Paul
Goble
Staunton, June 8 – “Russia is a
business project not a state,” Grigory Yavlinsky says. “The system is structured
as a corporation. And the basic goal of any business is the maximization of
profit and to avoid landing in jail in the process.” Consequently, the only way
to change the corporation is to seize its leadership.
Unfortunately, the Yabloko Party
leader told an audience in Moscow this week that at present “there are few chances”
of doing so as there are too few people informed by passion and prepared to
take the risks involved. But understanding the nature of the situation prevents
those who are from misdirecting their efforts (ttolk.ru/articles/yavlinskiy_rossiya__eto_biznes-proekt_a_ne_gosudarstvo_i_ego_ne_pobedit).
According to Yavlinsky, it is
important to recognize that just as no subordinate employee can redirect a
business, so too no subordinate political official in Russia can redirect the business
that is Putin’s Russia. And consequently, opposition figures should focus on change
at the top rather than trying to achieve “victories” at lower levels.

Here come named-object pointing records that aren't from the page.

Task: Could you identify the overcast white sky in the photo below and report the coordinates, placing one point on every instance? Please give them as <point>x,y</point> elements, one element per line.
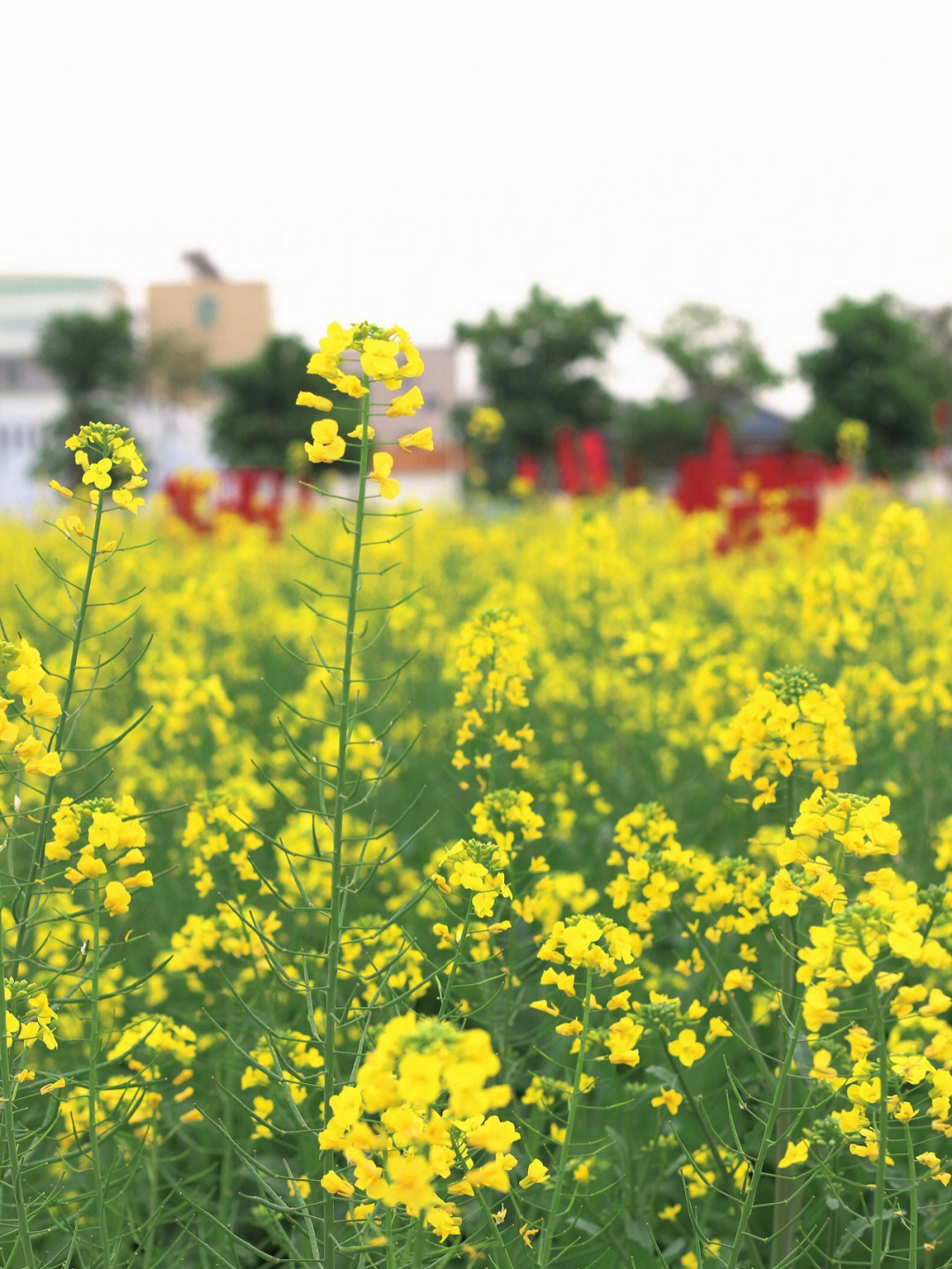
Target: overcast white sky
<point>421,162</point>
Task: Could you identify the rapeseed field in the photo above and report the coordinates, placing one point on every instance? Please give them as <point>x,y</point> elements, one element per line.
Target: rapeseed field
<point>434,889</point>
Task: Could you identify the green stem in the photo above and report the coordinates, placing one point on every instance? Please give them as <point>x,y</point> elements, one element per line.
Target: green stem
<point>419,1243</point>
<point>880,1197</point>
<point>786,1199</point>
<point>766,1141</point>
<point>226,1071</point>
<point>566,1149</point>
<point>93,1084</point>
<point>9,1127</point>
<point>767,1074</point>
<point>913,1201</point>
<point>445,1002</point>
<point>495,1230</point>
<point>333,941</point>
<point>29,886</point>
<point>701,1121</point>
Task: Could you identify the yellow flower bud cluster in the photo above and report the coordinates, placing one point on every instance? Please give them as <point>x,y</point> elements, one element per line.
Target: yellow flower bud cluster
<point>118,467</point>
<point>486,424</point>
<point>378,350</point>
<point>159,1055</point>
<point>856,823</point>
<point>25,679</point>
<point>413,1119</point>
<point>28,1015</point>
<point>501,814</point>
<point>492,660</point>
<point>790,721</point>
<point>113,839</point>
<point>478,867</point>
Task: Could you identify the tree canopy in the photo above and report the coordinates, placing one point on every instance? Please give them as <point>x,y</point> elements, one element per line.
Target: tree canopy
<point>538,367</point>
<point>880,366</point>
<point>95,363</point>
<point>257,422</point>
<point>723,369</point>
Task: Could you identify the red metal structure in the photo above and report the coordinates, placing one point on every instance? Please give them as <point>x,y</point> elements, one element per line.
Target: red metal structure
<point>743,483</point>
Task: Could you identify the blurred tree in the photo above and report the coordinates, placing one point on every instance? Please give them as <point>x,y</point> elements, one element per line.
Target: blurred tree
<point>94,362</point>
<point>723,369</point>
<point>537,369</point>
<point>257,422</point>
<point>174,370</point>
<point>718,357</point>
<point>882,369</point>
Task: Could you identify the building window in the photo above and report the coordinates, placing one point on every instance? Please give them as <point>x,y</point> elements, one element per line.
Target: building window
<point>207,311</point>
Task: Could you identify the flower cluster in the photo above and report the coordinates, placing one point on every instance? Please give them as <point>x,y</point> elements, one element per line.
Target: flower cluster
<point>789,721</point>
<point>25,679</point>
<point>477,867</point>
<point>97,837</point>
<point>28,1017</point>
<point>378,350</point>
<point>118,467</point>
<point>416,1117</point>
<point>494,665</point>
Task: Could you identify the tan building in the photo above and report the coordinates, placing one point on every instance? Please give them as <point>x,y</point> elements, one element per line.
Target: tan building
<point>228,320</point>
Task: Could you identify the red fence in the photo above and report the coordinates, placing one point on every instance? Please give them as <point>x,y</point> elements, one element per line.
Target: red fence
<point>748,485</point>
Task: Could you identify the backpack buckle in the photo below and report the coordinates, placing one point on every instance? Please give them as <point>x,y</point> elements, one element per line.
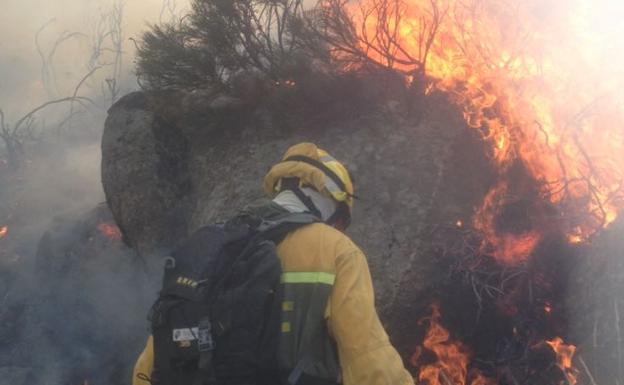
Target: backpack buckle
<point>169,263</point>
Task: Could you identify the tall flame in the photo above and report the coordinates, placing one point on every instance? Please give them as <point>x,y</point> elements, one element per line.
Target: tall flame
<point>538,81</point>
<point>452,358</point>
<point>110,231</point>
<point>565,353</point>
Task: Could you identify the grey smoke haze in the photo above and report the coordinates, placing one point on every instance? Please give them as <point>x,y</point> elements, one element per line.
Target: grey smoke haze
<point>20,65</point>
<point>79,300</point>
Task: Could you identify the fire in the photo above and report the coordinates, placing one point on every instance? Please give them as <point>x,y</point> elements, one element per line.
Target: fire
<point>565,353</point>
<point>110,231</point>
<point>451,367</point>
<point>538,80</point>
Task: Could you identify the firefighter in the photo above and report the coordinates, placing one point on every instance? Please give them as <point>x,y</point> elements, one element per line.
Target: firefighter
<point>330,330</point>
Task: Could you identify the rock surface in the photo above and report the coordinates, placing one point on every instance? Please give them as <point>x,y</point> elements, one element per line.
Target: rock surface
<point>165,177</point>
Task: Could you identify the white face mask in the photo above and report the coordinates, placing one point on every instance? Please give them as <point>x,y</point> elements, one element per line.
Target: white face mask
<point>288,200</point>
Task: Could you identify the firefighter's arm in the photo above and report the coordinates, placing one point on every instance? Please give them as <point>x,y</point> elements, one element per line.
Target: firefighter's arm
<point>144,365</point>
<point>366,355</point>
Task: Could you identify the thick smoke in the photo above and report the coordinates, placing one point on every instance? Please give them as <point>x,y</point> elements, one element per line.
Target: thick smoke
<point>73,298</point>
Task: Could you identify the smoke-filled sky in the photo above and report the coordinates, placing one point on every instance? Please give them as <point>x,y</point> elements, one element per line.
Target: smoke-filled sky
<point>20,64</point>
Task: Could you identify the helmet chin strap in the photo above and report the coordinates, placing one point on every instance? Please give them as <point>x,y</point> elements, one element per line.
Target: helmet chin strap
<point>292,184</point>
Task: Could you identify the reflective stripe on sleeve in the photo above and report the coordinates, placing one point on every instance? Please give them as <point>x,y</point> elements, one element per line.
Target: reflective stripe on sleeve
<point>308,277</point>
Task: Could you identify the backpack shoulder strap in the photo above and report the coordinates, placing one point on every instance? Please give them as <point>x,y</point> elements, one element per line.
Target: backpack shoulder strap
<point>275,230</point>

On the one hand, this is a recognition
of just how powerful Putin’s power vertical remains and how few options
political figures have at the regional or municipal level not to speak of the
federal one. But on the other, it is a justification for avoiding the kind of
political effort that could lead to the growth of opposition sentiments from
below.
Indeed, as Tolkovatel’s Pavel Pryanikov
points out in his report about Yavlinsky’s presentation, if the Yabloko leader now
wants to abstain from any political activity except at the presidential level,
one is entirely justified in asking why his political party even bothers to
continue to exist.
At the same time, he continues, Yavlinsky
is not without courage and deserves to be admired for that compared to other
Russian politicians and liberals. The Yabloko leader called for a new
referendum on Crimea, one that would allow free campaigning for the possibility
that the peninsula could remain Russian, be returned to Ukraine or become
independent.
And he called for an end to Moscow’s
direct participation in and support for secessionist forces of the Donbass, for
that region’s return to Ukrainian control, another position many Russian
liberals hold but are, according to the Tolkovatel editor and blogger, afraid
to express in public given the risk of sanction by the Kremlin.